This project implements a basic version of the Huffman compression algorithm for english text only. This is performed as follows:

##### Compression Algorithm

###### Constructing the huffman tree
- First, go through the text, and for each character create a node storing it and its frequency.
- Second, append each node to a list.
- Third, sort the list regarding the frequency.
- Forth, get the two least, frequency wise, nodes and creat a sub tree, the min will go to the left, and the other one (the max of both) will be the right leaf.
- Fifth, link these two leaves with a parent node which will have as data the sum of its sons frequencies.
- Sixth, remove these two elements from your list.
- Seventh, insert the sub tree to your list, respecting the order of frequencies.
- Eighth, redo this for each element of your list.
- At the end, you will end up with a huffman tree, that you will need to store.
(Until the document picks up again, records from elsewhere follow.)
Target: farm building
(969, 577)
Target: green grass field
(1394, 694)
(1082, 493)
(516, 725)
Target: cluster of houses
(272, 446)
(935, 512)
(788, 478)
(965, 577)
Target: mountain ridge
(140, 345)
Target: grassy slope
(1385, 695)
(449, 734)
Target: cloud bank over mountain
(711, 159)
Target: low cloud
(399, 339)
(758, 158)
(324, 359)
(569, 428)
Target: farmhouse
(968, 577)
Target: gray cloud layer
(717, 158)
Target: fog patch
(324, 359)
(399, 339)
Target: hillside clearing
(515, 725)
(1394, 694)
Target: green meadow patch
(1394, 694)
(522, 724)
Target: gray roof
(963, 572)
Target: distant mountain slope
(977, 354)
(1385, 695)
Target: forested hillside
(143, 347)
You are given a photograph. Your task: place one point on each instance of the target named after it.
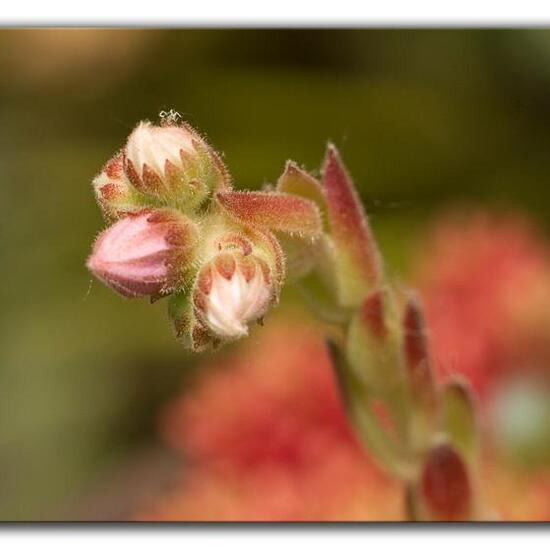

###### Subtituting the text with the in-tree binary location
- First, go to a leaf, while doing that, store the path to it in the appropriate binary form.
- Once, on the leaf, insert to a new list the leaf character and its binary path.
- Redo this for each leaf.
- Then, read the file character by character, for each one, substitute it with its binary path on a binary file.
- At the end, the binary file will be the compressed file.

##### Decompression Algorithm

- First, get back the huffman tree & the binary file ( the compression result ).
- Second, walkthough the compressed file bit by bit, using these to traverse the tree.
- Once, a leaf is hit, write down the character into another txt file.
- Redo this until END_OF_FILE.
- Then, the text file will be equal to the initial one.